TransientTrack: Advanced Multi-Object Tracking and Classification of Cancer Cells with Transient Fluorescent Signals
Tracking cells in time-lapse videos is an essential technique for monitoring cell population dynamics at a single-cell level. Current methods for cell tracking are developed on videos with mostly single, constant signals and do not detect pivotal events such as cell death. Here, we present TransientTrack, a deep learning-based framework for cell tracking in multi-channel microscopy video data with transient fluorescent signals that fluctuate over time following processes such as the circadian rhythm of cells. By identifying key cellular events - mitosis (cell division) and apoptosis (cell death) our method allows us to build complete trajectories, including cell lineage information. TransientTrack is lightweight and performs matching on cell detection embeddings directly, without the need for quantification of tracking-specific cell features. Furthermore, our approach integrates Transformer Networks, multi-stage matching using all detection boxes, and the interpolation of missing tracklets with the Kalman Filter. This unified framework achieves strong performance across diverse conditions, effectively tracking cells and capturing cell division and death. We demonstrate the use of TransientTrack in an analysis of the efficacy of a chemotherapeutic drug at a single-cell level. The proposed framework could further advance quantitative studies of cancer cell dynamics, enabling detailed characterization of treatment response and resistance mechanisms. The code is available at https://github.com/bozeklab/TransientTrack.
💡 Research Summary
TransientTrack introduces a novel deep‑learning framework for multi‑object tracking of cancer cells in time‑lapse microscopy videos that contain multiple fluorescent channels with transient, oscillatory signals.

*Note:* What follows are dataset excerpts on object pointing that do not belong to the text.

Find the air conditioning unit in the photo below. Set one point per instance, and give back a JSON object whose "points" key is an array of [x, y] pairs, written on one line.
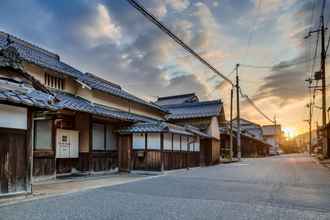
{"points": [[67, 143]]}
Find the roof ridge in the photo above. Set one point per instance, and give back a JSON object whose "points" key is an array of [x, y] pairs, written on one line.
{"points": [[175, 96], [30, 45], [217, 101], [103, 80]]}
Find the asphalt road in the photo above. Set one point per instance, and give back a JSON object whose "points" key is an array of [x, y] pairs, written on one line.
{"points": [[282, 187]]}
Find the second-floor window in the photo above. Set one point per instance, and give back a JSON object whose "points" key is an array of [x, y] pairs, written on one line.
{"points": [[54, 81]]}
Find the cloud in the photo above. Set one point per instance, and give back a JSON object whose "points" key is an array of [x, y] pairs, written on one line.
{"points": [[178, 5], [102, 27]]}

Traditional cell‑tracking methods, largely benchmarked on the Cell Tracking Challenge, assume static illumination, single‑channel images, and focus primarily on cell division, neglecting apoptosis detection. To address these gaps, the authors design a system that (1) directly processes multi‑channel data where each channel reports a different biological state (cell‑cycle reporter, circadian clock reporter, and fitness reporter), (2) uses a lightweight detection network (Deformable DETR) whose Transformer decoder provides both bounding‑box predictions and high‑dimensional embeddings for each detected cell, (3) performs data association solely on spatial coordinates and embedding similarity, eliminating the need for hand‑crafted appearance features, (4) incorporates a two‑stage matching strategy inspired by ByteTrack, separating high‑confidence detections from low‑confidence ones, and (5) fills gaps in trajectories with a Kalman‑filter based interpolator, enabling robust handling of missed detections and noisy frames.
The dataset consists of 309 videos of the human osteosarcoma cell line U‑2 OS, each 117 hours long (234 frames captured every 30 minutes at 1024 × 1024 resolution). Three fluorescent markers produce time‑varying signals, providing a realistic testbed for transient‑signal tracking. In 118 videos, the chemotherapeutic agent cisplatin is added at three concentrations (high, medium, low), while 36 videos serve as controls. Manual annotations for cell positions, mitotic events, apoptosis, and lineage relationships are provided for a subset (10 videos for testing, the rest for training/validation). The full annotated dataset (≈51 000 tracks, 18 000 divisions, 3 500 deaths) is publicly released.
Performance is evaluated with standard MOT metrics (MOTA, IDF1) and event‑specific accuracy. TransientTrack outperforms state‑of‑the‑art trackers such as ByteTrack, DeepSORT, and Tracktor, achieving a 6–8 % higher MOTA and maintaining high ID consistency despite frequent cell divisions that dramatically change object size and shape. Apoptosis detection reaches >92 % accuracy, a capability largely absent in prior methods. The two‑stage matching combined with embedding similarity thresholds (τ_sim) proves especially effective at linking cells across division events and handling low‑signal frames.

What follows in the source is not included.